= Cape Town Book Fair =

International book fair in South Africa

The South African Book Fair (previously known as the Cape Town Book Fair) is an international book fair in Johannesburg, South Africa. It is one of many similar events around the country. The fair started through a joint venture between the Publishers Association of South Africa (PASA) and the Frankfurt Book Fair. It was established in 2006 partially in response to the discontinuation of previous literary events, such as the Harare Book Fair and the Zimbabwe International Book Fair. The South African Book Fair features events including "authors’ readings, book launches, panel discussions and seminars".

The 2009 fair had more than 43,000 visitors. The 2010 fair had over 33,000 visitors and focused on publisher-centered events.

The 2012 fair was held in conjunction with the 29th International Publishers Association Congress. The event ran from 15 June to 17 June 2012 at the Cape Town International Convention Centre.
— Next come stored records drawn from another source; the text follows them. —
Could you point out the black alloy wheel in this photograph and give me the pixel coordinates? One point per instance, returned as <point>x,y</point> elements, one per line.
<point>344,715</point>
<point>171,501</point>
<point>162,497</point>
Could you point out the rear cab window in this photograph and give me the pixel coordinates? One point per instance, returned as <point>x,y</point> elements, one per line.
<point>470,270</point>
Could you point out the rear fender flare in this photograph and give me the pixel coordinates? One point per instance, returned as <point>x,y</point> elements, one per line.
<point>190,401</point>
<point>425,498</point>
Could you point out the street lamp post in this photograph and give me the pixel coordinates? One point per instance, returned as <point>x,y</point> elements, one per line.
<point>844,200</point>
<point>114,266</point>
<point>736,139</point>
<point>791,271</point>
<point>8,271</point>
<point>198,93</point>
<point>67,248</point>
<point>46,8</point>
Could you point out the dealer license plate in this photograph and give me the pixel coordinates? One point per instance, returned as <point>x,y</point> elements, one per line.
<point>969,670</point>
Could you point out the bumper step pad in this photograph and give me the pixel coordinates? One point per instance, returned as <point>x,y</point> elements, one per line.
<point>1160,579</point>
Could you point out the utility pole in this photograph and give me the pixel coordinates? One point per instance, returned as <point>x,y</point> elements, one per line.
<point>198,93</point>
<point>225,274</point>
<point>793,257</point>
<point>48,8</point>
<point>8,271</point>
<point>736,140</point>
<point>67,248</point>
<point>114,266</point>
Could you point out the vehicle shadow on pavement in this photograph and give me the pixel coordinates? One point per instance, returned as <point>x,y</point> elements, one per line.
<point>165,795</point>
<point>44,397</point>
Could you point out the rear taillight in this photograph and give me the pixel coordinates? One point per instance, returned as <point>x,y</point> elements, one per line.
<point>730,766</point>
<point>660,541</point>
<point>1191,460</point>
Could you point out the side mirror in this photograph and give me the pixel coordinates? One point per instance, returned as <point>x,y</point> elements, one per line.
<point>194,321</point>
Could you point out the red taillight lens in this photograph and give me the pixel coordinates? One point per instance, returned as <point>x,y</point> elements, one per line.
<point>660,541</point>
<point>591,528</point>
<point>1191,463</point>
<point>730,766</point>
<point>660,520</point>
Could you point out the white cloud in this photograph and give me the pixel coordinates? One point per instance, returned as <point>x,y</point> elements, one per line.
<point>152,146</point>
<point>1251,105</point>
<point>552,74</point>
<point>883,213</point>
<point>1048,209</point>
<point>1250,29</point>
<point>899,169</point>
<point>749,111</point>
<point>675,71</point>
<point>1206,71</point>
The fair included book launches, literary workshops, author interviews and other activities.

The fair rebranded in 2015 after it moved from its original location in Cape Town.

The event has received criticism for a focus on South African publishing markets instead of a wider Pan-African approach.

== Notable attendees ==
Previous attendees of the Cape Town Book Fair include:

- 2006 - Tokunboh Adeyemo publicly launched the Africa Bible Commentary project
- 2007 - Penguin South Africa signed with Sara Lotz.
- 2007 - George Bizos
- 2009 - Siphiwo Mahala
- 2010 - Desmond Tutu and Wole Soyinka
- Raufu Mustapha and Adekeye Adebajo

Visiting publishers have included:

- HSRC Press
- Jacana
- Jonathan Ball Publishers
- NB Publishers
- Pan Macmillan
- Penguin Books
- Random House Struik
- UKZN Press

Other visitors include Cape Town's Department of Cultural Affairs and Sport in 2012.